Du 8 au 25 juillet 1998
Marseille
Friche de la Belle-de-Mai
Anne Denis sur Émulations
(2013)
Cette vingtaine d'images photographiques issues de foules s'accolent ou se séparent, tendent à faire bloc tout en se singularisant. Il s'agit, confusément, d'approcher la personne humaine, de révéler, depuis la chair, depuis l'épaisseur - et non à partir de traits expressifs - comment un être humain fait sens, comment, à travers l'anonymat, à travers la fluidification des traits distinctifs, un certain nœud d'humanité persiste et s'impose, en bloc.
Donc, d'un visage faire une face, où puissent se nouer l'appartenance à l'espèce humaine et un désir d'individualité.

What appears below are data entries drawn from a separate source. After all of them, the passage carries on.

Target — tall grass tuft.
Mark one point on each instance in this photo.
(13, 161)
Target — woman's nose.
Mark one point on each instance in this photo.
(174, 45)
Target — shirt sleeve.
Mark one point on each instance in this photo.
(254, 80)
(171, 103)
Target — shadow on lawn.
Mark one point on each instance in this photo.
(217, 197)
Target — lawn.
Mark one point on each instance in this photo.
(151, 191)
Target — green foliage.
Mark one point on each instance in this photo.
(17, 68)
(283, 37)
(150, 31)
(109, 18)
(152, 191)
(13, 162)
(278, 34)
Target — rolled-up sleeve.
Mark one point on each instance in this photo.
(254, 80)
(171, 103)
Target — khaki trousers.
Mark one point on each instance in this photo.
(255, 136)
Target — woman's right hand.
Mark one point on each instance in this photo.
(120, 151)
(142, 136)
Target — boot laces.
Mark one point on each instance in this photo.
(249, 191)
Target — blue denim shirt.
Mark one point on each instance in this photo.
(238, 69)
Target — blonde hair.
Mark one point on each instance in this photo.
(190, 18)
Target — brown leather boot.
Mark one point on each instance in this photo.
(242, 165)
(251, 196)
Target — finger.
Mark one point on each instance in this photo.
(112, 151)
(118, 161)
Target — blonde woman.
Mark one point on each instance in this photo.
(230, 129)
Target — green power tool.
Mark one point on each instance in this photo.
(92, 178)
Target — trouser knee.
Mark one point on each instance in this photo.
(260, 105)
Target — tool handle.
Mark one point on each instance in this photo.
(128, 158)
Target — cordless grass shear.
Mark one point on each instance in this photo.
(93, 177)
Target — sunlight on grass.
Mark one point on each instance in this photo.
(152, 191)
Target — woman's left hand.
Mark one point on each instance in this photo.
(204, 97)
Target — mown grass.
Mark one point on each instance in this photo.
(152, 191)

En retour : une foule d'existences peu distinctes et pourtant singulières, une foule de personnes - devenue une foule d'images - qui obligerait le regard à un équilibre entre le balayage et l'attention pour chaque portrait, entre généralité et singularité.
Anne DENIS
Des individus à peine identifiables, des identités littéralement dissoutes, une sorte de degré zéro de l'humain, tels sont les attributs de ces visages dépourvus de toute singularité (Anne Denis). Le processus d'effacement et d'érosion auquel ces visages ont été soumis constitue une forme de laminage de tout ce qui fait relief chez le sujet L'opération en question consiste à photographier une foule, puis à isoler sur la pellicule un visage que l'on agrandit jusqu'à le rendre méconnaissable. Si l'agrandissement du visage sélectionné simule un rapprochement du spectateur et du sujet de la représentation, il provoque en réalité un éloignement. Plus on s'approche de l'individu, plus il s'éloigne, s'étiole et disparaît dans la matière photographique. Si proche de l'autre, mais si loin de tout ce qui le caractérise en tant qu'individu, telle pourrait être la devise de ces images. Au regard de cet impératif catégorique de la mise à distance, sous le coup duquel se trouve le visage d'autrui, la photographie est impitoyable.